The king of Internet video is embarking on a mission to become nothing less… (Illustration by Reuben…)
On a blustery spring day five years ago, Yakov Lapitzy pointed a video camera at his friend Jawed Karim standing in front of two elephants at the San Diego Zoo and hit the record button.
FOR THE RECORD:
YouTube videos: An article in Monday's Calendar section about YouTube's most influential videos misspelled Britney Spears' first name as Brittany. —
The resulting 19-second clip, titled "Me at the zoo," was not a cinematic masterpiece, with Karim remarking on the pachyderm's "really, really long trunks."
But as the first video uploaded to YouTube, it played a pivotal role in fundamentally altering how people consumed media and helped usher in a golden era of the 60-second video.
"Prior to YouTube, there was no way people would watch anything that was 30 or 60 seconds," said Paul Levinson, a professor of media and communication studies at Fordham University and author of the book "New New Media." "On TV, the shortest show was 30 minutes."
Five years after Karim's 19 seconds of digital immortality hit the Web and rocked the world of television, YouTube is coming full circle. The king of Internet video is embarking on a mission to become nothing less than the world's TV.

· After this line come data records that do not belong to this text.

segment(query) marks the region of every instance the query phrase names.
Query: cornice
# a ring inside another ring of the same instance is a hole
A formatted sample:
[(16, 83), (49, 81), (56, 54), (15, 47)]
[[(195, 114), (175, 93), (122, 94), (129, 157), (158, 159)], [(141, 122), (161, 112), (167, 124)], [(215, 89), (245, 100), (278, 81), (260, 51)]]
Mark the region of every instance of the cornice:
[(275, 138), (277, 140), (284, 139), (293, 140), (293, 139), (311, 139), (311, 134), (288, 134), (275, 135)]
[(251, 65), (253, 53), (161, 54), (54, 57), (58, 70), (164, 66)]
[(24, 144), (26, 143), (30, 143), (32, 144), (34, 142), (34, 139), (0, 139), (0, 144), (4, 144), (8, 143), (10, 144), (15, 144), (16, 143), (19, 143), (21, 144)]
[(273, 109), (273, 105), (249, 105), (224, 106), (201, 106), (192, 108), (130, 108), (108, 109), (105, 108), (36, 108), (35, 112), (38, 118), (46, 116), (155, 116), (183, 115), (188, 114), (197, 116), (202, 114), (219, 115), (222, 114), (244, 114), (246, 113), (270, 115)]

The average YouTube viewer sticks around for about 15 minutes a day, while TV ensnares people for five hours daily. So the San Bruno, Calif., company is experimenting with ways to keep people on its site longer.
To close the gap with television, YouTube is adding full-length movies, two-hour concerts and live sporting events — some in high-definition and even stereoscopic 3-D — to its mix of snack-sized videos. It's putting an emphasis on more polished videos from independent movie producers, major record labels and even Hollywood studios with whom YouTube has had a prickly relationship.
As much as YouTube went out of its way in the beginning to be the antithesis of television, in the end, it may become more like the boob tube.
"The day is coming when people won't think of online video as being separate from TV," said Shishir Mehrotra, who runs YouTube's advertising programs as director of product management. "The lines are blurring in both directions. From the viewer's perspective, there are many ways to watch content on their TV, and TV content on the Internet."
That was not the idea in 2005 when YouTube founders Chad Hurley, Steve Chen and Karim stitched the company together in an office above a pizzeria in San Mateo, Calif. The goal was to create a site that would make it easy for average people to share their homemade videos.
By July 2006, the company announced that 65,000 videos a day were being uploaded to its site. It wasn't long before YouTube got noticed by a few big corporate fish. One was Google, which agreed in October 2006 to acquire YouTube for $1.65 billion in stock, even though there was nary a profit in sight.
YouTube also caught the eye of Viacom Inc. The media behemoth sued YouTube and its new corporate parent in March 2007 for $1 billion, alleging that YouTube had violated its copyrights when its users uploaded pirated videos of Viacom's TV shows, including episodes of "South Park." Google claimed that Viacom's own employees had uploaded many of those clips to market their shows to millions of YouTube users.
The case, which continues to wend its way through federal courts, in many ways encapsulates Hollywood's ambivalent relationship with Silicon Valley — even as both increasingly rely on the other to capture a generation of viewers who are as likely to reach for their computer mouse as they would their TV remote in search of something to watch.
"The relationship isn't completely repaired as long as the Viacom lawsuit is unresolved, but they've come a long way," said Will Richmond, an online video analyst with VideoNuze in Boston. "Hollywood recognizes the juggernaut that YouTube is."
Part of YouTube's power is that it has become the first place many Web surfers turn to find video, making it the second most popular search engine after its parent, Google. YouTube now streams 2 billion video views a day, more than the number of videos served up by three major broadcasters combined.
Whether YouTube has parlayed those eyeballs into profit is another matter. Google has declined to break out YouTube's financial performance from its overall earnings and has not said whether its subsidiary is profitable.
To improve its margins, YouTube is cultivating more professionally produced videos, which tend keep people around longer than homemade cat videos, Richmond said.
"YouTube has recognized that a large portion of user-generated content is not monetizable," Richmond said, "so they've made a huge effort to make more premium content available."